Cannabis

Les exportations illégales explosent

Confrontés à des marges de profit qui fondent à vue d’œil depuis la légalisation, les producteurs de cannabis du marché noir, en particulier les Québécois, se tournent de plus en plus vers les États-Unis pour écouler leur marchandise, affirme un enquêteur de la Gendarmerie royale du Canada (GRC). Le bon vieux pot demeure une monnaie d’échange sûre pour le crime organisé, qui s’en sert comme devise pour acheter et importer des drogues dures de l’étranger.

« Ici, au Québec, on est vus comme une pouponnière. [Le marché noir] produit du cannabis de très bonne qualité, qui a une grande valeur. Les producteurs québécois sont encore attrayants », affirme le caporal Danny Paradis, coordonnateur de la Stratégie cannabis au sein du corps policier fédéral, lors d’une entrevue avec La Presse.

Sans être en mesure d’expliquer exactement pourquoi, l’enquêteur affirme que les quantités de cannabis saisies à la frontière par le Service des douanes et de la protection des frontières des États-Unis a augmenté de 2500 % entre octobre 2017 et novembre 2021.

La hausse globale de consommation pendant la pandémie aux États-Unis, combinée à la baisse des prix au Canada provoquée par la légalisation, pourrait expliquer l’attrait soudain des producteurs canadiens pour ce territoire.

Alors que le prix d’une livre de cannabis sur le marché noir canadien se situe autour de 1300 $, il atteint près de 4000 $ aux États-Unis.

« Le cannabis, c’est un produit local, facile à fabriquer, qui reste très populaire et qui génère beaucoup de profits. C’est un peu comme la vache à lait de l’organisation qui permet, entre autres, de financer les laboratoires clandestins. »

— Le caporal Danny Paradis, coordonnateur de la Stratégie cannabis de la Gendarmerie royale du Canada

« C’est aussi une monnaie d’échange. Le crime organisé l’exporte pour importer des drogues dures comme la cocaïne ou l’héroïne, ou faire du troc contre des armes à feu. Ça ne laisse pas de traces. Et s’ils le perdent, ce ne sont pas des pertes financières directes, la perte est moins drastique. Ça reste un moyen sûr [de transiger] », soutient-il.

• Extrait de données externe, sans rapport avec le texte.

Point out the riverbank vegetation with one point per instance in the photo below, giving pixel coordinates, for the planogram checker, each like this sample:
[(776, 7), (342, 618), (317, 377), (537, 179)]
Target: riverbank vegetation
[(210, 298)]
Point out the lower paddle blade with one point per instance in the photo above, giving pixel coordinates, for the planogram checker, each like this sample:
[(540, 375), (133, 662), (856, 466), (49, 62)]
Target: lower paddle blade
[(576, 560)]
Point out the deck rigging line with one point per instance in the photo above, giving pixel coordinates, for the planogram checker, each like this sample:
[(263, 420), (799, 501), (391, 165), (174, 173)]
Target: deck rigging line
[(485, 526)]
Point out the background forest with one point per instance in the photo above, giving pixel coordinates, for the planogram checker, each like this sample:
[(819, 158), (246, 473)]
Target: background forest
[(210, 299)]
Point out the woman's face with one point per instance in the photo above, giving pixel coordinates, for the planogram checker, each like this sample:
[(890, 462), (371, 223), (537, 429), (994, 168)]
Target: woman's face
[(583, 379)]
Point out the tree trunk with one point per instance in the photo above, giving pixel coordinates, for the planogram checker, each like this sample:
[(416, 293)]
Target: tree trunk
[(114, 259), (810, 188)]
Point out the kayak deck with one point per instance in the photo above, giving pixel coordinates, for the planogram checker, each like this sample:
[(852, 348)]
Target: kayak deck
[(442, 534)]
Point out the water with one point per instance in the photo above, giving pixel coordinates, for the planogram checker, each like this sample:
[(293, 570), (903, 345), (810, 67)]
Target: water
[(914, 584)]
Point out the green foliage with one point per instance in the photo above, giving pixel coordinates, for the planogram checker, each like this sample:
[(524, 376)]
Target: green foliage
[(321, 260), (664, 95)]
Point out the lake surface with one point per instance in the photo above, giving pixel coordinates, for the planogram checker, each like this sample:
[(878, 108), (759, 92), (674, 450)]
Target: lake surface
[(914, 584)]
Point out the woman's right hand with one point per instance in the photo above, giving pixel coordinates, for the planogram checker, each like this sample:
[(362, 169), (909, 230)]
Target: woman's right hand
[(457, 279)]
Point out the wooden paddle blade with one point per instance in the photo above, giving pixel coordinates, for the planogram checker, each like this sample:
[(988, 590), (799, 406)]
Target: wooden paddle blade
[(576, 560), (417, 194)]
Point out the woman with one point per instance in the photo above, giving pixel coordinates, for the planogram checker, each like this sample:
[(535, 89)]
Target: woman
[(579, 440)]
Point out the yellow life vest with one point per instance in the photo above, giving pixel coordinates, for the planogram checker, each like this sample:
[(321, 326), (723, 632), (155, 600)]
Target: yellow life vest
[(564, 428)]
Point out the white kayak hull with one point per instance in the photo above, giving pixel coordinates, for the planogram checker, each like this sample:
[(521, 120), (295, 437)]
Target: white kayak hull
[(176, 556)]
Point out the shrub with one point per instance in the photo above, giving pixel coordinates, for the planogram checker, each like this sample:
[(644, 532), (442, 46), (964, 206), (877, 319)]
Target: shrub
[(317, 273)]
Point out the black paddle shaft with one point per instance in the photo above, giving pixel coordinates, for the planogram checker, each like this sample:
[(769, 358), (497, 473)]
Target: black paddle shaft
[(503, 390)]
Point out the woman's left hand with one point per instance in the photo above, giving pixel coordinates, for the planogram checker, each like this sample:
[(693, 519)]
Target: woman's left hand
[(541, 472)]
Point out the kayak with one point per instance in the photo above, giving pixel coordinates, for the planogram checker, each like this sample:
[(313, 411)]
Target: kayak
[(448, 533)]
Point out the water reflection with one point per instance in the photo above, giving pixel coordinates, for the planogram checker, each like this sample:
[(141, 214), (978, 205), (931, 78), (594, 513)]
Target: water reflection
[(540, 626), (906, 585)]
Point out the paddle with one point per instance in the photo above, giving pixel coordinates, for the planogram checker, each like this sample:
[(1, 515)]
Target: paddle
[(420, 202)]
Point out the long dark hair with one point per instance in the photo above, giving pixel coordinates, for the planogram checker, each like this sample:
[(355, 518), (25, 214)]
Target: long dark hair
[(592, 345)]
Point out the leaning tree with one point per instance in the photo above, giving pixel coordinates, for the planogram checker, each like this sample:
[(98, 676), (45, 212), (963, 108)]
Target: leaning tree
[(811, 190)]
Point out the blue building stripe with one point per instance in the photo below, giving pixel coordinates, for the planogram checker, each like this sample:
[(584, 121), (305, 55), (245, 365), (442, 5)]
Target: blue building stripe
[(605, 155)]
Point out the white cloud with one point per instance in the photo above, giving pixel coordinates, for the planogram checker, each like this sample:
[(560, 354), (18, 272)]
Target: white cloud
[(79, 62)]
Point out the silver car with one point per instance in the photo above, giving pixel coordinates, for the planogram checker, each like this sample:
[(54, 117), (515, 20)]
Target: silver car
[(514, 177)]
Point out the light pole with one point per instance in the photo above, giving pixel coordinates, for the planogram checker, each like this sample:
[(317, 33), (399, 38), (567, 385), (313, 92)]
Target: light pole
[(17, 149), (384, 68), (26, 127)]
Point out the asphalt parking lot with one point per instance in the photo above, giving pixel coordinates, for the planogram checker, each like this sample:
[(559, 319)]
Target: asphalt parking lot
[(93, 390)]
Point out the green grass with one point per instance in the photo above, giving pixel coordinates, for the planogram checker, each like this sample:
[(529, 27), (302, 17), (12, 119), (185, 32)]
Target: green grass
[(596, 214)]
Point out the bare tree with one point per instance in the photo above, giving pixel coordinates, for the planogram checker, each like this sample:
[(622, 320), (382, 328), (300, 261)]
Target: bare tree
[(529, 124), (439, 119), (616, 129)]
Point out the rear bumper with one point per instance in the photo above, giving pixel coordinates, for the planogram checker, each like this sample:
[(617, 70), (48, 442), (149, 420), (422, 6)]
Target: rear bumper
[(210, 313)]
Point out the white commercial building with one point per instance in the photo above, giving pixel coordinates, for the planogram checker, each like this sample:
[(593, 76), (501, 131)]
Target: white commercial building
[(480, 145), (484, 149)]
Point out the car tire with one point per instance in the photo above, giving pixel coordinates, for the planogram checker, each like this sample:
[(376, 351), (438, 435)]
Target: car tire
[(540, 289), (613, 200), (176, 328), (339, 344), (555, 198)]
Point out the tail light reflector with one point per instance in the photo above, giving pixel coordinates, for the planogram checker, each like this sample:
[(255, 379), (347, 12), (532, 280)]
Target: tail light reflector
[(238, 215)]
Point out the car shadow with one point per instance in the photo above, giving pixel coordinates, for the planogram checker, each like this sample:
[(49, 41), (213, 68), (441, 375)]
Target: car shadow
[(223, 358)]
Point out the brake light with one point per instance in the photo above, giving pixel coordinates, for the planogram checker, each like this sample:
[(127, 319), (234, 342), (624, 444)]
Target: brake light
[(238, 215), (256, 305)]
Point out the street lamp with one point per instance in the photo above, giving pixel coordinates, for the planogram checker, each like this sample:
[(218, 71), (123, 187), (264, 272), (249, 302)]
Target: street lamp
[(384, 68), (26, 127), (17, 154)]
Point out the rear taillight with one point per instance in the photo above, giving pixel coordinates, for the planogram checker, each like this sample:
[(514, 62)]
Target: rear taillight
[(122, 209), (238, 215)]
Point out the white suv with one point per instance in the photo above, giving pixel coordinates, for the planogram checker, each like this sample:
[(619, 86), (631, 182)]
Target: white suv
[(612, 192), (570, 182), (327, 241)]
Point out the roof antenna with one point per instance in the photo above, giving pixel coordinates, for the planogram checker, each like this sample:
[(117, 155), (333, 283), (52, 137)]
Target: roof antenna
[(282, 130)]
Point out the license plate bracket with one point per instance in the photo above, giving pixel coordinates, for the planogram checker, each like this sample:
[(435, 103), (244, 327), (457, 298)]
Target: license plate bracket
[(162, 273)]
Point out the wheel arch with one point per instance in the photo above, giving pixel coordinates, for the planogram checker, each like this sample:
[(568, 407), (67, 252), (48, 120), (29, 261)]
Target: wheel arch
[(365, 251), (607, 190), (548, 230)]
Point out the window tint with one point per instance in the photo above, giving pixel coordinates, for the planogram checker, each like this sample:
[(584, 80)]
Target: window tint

Une source de La Presse active dans le marché noir affirme qu’une « surabondance historique » fait effectivement baisser les prix, au point où plusieurs producteurs sont pris avec des stocks importants qu’ils n’arrivent pas à écouler. Mais cette personne met en doute les affirmations du caporal Paradis, affirmant que le marché américain n’est pas particulièrement attrayant et que les exportations au sud de la frontière se font « au compte-goutte ».

Quoi qu’il en soit, le cannabis est encore très régulièrement saisi lors d’opérations policières visant des groupes criminels. « Dans toutes les perquisitions, il y a du cannabis », affirme l’enquêteur de la GRC.

La SQDC, réelle concurrence ?

Le caporal Paradis se dit d’ailleurs « sceptique » face aux données de la Société québécoise du cannabis (SQDC), qui soutient dans son plus récent rapport annuel avoir capté 53 % du marché illicite. La société d’État base cette affirmation sur l’hypothèse voulant que les Québécois consomment globalement 175 tonnes de cannabis, alors qu’elle a vendu l’équivalent de 91,5 tonnes en 2021 dans ses succursales et sur son site web. « On n’a pas vraiment de bases valides. Je serais sceptique, à ce point-là, qu’ils aient été chercher autant [de parts du marché noir], en si peu de temps. Je vais me garder une petite gêne », lance M. Paradis, tout en reconnaissant que la SQDC a fait un travail remarquable en très peu de temps pour concurrencer le crime organisé.

Au cours du plus récent trimestre, les clients de la SQDC ont payé en moyenne 6,32 $ pour 1 gramme de cannabis, alors que le prix oscille autour de 6 à 7 $ le gramme sur le marché noir montréalais, selon la GRC.

Chez les jeunes, les statistiques suggèrent qu’il y a une certaine baisse de la consommation de cannabis séché sous forme de joint, mais que les produits de vapotage et les produits comestibles sucrés, comme les muffins et les jujubes, sont en hausse.

Les policiers voient aussi apparaître sur le marché noir des formes plus concentrées, appelées wax ou shatter.

Dans la plupart des cas, ces produits sont vendus illégalement sur l’internet et livrés par la poste standard. « Ça nécessite des enquêtes assez difficiles, affirme M. Paradis. Les destinations sont multipliées à l’infini, les commandes peuvent transiter par plusieurs pays. Ce sont des projets qui demandent beaucoup de ressources et de temps d’enquête », souligne-t-il.